NEW YORK (Reuters Health) - Botox could help some people with nagging chronic coughs that haven’t responded to standard treatment, according to a new report on four patients.
Botox, or botulinum toxin type A, is perhaps best known as a wrinkle-filler, but it has medical uses including treating spastic muscles in patients with cerebral palsy and drying up excessive sweating.
The new findings suggest that Botox might also help quiet coughs, although it is not FDA-approved for this use. And the study’s authors caution that the toxin should not be seen as a “panacea.”
“Our series involved a small subset of patients who were refractory (not responding) to other therapies despite extensive medical evaluation,” Dr. Michael W. Chu of Eastern Virginia Medical School in Norfolk told Reuters Health via e-mail.
Any cough that lasts for more than three weeks, even after treatment, is considered to be chronic, Chu and his colleagues note in their report. Several medical conditions can lead to chronic cough, such as asthma, chronic bronchitis, and reflux, and usually treating the underlying condition improves the cough. Nevertheless, a few patients continue to cough despite treatment.

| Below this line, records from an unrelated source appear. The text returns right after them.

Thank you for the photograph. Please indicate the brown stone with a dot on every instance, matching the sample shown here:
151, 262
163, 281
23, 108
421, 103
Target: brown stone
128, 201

Chu and his colleagues reviewed patient records for their medical center and found 438 patients who had been treated for spasm of the larynx and chronic cough, six of whom received Botox. They describe the cases of four of these patients in the medical journal, Archives of Otolaryngology -- Head and Neck Surgery.
The patients included three women and one man. All had previously received a variety of medications, while three had also undergone voice or speech therapy, to no avail.
Patient 1, a 64-year-old man, had retired from his job as an attorney due to his chronic cough, which he’d had for 30 months. Patient 2, a 38-year-old teacher, had suffered from chronic cough for eight months. Patient 3, a 55-year-old teacher, had been coughing for 30 years. Patient 4 was 41, and sought treatment for her chronic cough of 2 years because of “social embarrassment, causing her to avoid dating and other social activities.”
The patients were given several injections into one or both of the pair of muscles running along the vocal cords. All experienced “significant relief of cough,” the researchers found.
Two patients showed substantial increases in their voice-related quality of life, although one patient’s actually decreased due to the breathiness of her voice. Despite the decline, this patient -- the 41-year-old woman who’d stopped dating -- reported being happy with the treatment and returning to normal social activities.
The researchers hypothesize that some cases of chronic cough are related to dysfunctional nerve feedback involving the system that typically controls the cough reflex, and that Botox likely worked by interrupting abnormal nerve feedback.
Because the study didn’t compare Botox to other therapies, or to a placebo, it is impossible to say whether it is more or less effective than other treatments. Nevertheless, the researchers conclude, it “can be considered for the treatment of chronic cough refractory to other medical therapies.”
Archives of Otolaryngology -- Head and Neck Surgery, May 2010.